Second, I needed to find a way to retain my memories, even after Kirin erased them. I couldn't keep relying on his manipulations to guide me; I needed to be in control of my own fate, my own mind. 

Third, I needed to find a way to communicate with Anna and Jessa without Kirin noticing, without his all-seeing eyes and his manipulative whispers. He was too controlling, too manipulative, and I couldn't trust him. He was using us, and I was done being a pawn in his game. 

Fourth, I needed to trick Kirin into giving us back our original ages. Being thirteen again was a joke, a pathetic attempt to control us, to make us more pliable, more easily manipulated.

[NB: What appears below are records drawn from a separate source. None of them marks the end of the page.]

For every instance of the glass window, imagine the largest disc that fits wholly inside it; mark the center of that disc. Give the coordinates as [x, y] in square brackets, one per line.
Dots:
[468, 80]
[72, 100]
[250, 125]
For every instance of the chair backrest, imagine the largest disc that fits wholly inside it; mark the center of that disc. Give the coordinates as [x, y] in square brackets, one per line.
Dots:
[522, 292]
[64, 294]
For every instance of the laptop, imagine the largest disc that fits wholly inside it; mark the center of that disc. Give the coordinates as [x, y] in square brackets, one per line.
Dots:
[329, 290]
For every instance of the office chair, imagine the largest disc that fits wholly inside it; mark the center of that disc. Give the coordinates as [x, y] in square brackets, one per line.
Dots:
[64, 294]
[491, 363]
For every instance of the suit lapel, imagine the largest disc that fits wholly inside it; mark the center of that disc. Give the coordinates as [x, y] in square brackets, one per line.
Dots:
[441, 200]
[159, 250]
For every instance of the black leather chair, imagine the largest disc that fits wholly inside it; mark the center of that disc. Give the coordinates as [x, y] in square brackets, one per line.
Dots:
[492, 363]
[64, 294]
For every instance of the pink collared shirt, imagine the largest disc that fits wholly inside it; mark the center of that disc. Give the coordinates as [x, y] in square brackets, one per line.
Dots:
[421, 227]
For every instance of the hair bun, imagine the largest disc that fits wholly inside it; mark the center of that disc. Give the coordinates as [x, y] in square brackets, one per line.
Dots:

Fifth, I needed to trick Kirin into automating the transfers to the dimensions.I was tired of being his puppet, of being yanked around like a ragdoll. 

Sixth, I needed to trick Kirin into letting us all go to the same city and timeline, to the same place where we could fight together, where we could protect each other. We were stronger together, and I wouldn't let him separate us again.

With my goals set, a cold, hard determination settled within me, a burning ember of defiance that refused to be extinguished. I walked out of the alleyway, my steps now purposeful, my gaze fixed on the path ahead. The weight of the world still rested on my shoulders, but now it was a weight I was willing to carry, a burden I would not relinquish. 

I was not just a tool, I was not just a pawn, I was a force of nature, and I would not be denied. I would find a way to break free from this cycle, to save those I loved, and to make Kirin pay for his manipulations.